Für Eigentümer und Nutzer untertägiger Anlagen hat die werterhaltende und nutzungszeitverlängernde Wartung ihrer Infrastruktur die gleiche Bedeutung wie die Investition in neue Anlagen. Es ist naheliegend, die überwiegend unter bergrechtlicher Aufsicht stehenden Anlagen durch die gleichen Fachleute warten und instandsetzen zu lassen, die sie auch hergestellt haben. Unsere Mitarbeiter sind es dabei gewohnt, kurzfristig mit ungewöhnlichen Aufgabenstellungen und mitunter schwierigsten Zugangsverhältnissen konfrontiert zu werden.

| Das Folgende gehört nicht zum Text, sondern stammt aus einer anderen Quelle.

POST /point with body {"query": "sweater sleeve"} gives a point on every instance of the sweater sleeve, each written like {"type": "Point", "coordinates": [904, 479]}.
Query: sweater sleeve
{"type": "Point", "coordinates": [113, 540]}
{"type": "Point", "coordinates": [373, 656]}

Sicherungsarbeiten mit Spritzbeton und Ankern aber auch Stahl- und Holzausbau werden ebenso ausgeführt wie Abdichtungsarbeiten in Schächten durch diverse Injektionsverfahren. Ermöglichen die vor Ort angetroffenen Verhältnisse kein sicheres Arbeiten, werden zunächst die erforderlichen Beleuchtungs-, Bewetterungs- und bergmännischen Sicherungsarbeiten ausgeführt.

Bei Reparaturarbeiten an betriebskritischen Anlagen ist es für unsere Kunden vielmals von größter Bedeutung, den laufenden Produktionsbetrieb nicht oder nicht wesentlich durch die Arbeiten zu behindern. Auch dies ist für die Organisation unserer Projekte eher die Regel denn die Ausnahme.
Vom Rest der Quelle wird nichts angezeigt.